È la storia del Golem. O, in ben altra dimensione, dell’Homunculus. La Quaballah e l’alchimia, l’ambizione di riuscire, padroneggeandi l’arte, a divenire Dio. O, per lo meno, un suo riflesso. Un Dio, però, fallace, imperfetto. Borges rende benissimo questo senso di incompiutezza nella sua poesia dedicata proprio al Golem. Perché il kabalista, il mago, l’alchimista, può forse giungere a produrre qualcosa che può sembrare vita. O, per lo meno, una sua simulazione. Ma mancherà sempre, in codeste creazioni, l’elemento fondamentale. Che non è, né può essere solo fisico. O, se preferite, biologico. Una scintilla di intelligenza. Una qualche luce interna. Un soffio… Se ci credete, mancherà pur sempre l’anima. E infatti il Golem della tradizione asckenazita è mera forza bruta. Neppure a livello animale..
Mary Shelley è sicuramente partita da qui, dalle leggende dei vecchi cabalisti, per scrivere il suo Frankenstein. Con una intuizione geniale. Ai cabalisti, al rabbino di Praga, sistituisce lo scienziato. Il dottor Frankenstein, appunto. Che, come recita il sottotitolo, è il Prometeo Moderno. Colui che osa tentare di strappare a Dio il fuoco della vita. E il potere della creazione.
La Scienza, quella che, oggi, è il nuovo Moloch che si deve adorare in modo totalmente acritico e prono, insegue da tempo la creazione del suo Golem. E chi detiene il potere scientifico, che è, poi, anche e soprattutto economico, si sente Dio. Pretende di dominare il clima, di determinare quanti e quali uomini abbiano diritto di vivere. Di clonare la vita e di selezionare la genetica per generare l’uomo perfetto. E fisicamente immortale. Al confronto il buon dottor Frankenstein era un animo ingenuo. Di poche ambizioni e pretese.
Soprattutto ben diverso era l’atteggiamento morale di rav. Jehuda Löw ben Bezalel, là, nel vecchio quartiere ebraico di Praga. Che inseguiva la conoscenza delle leggi della vita per conoscere il suo, misterioso e celato, Dio. Non per negarlo. E sopratutto, senza pretendere di sostituirsi a lui.

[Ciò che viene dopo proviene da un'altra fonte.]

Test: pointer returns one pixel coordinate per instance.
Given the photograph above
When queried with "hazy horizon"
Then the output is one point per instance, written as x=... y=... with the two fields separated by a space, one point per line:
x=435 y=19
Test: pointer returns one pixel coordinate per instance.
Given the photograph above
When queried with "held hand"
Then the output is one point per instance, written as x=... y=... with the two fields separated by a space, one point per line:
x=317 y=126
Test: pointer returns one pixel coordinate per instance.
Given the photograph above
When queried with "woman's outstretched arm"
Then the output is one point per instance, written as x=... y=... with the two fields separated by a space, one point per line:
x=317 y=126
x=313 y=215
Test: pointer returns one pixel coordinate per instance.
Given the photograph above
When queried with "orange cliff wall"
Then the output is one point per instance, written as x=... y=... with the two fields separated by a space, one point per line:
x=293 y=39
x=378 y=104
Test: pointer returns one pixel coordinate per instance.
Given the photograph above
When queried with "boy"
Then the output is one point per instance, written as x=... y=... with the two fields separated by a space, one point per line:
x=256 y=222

I pupazzi di neve…. In fondo sono una perfetta metafora del vecchio Golem. Una metafora moderna. Modernissima. Possono essere trastulli per bambini. Favole. Ma favole che possono diventare horror. Gotiche. Come quelle che affascinano mio figlio. Incubi terrificanti. E l’orrore grigio della nostra quotidianità.
Però, sempre e comunque, restano pupazzi fatti con la neve. E prima o poi la neve si scioglie. E non resta più nulla.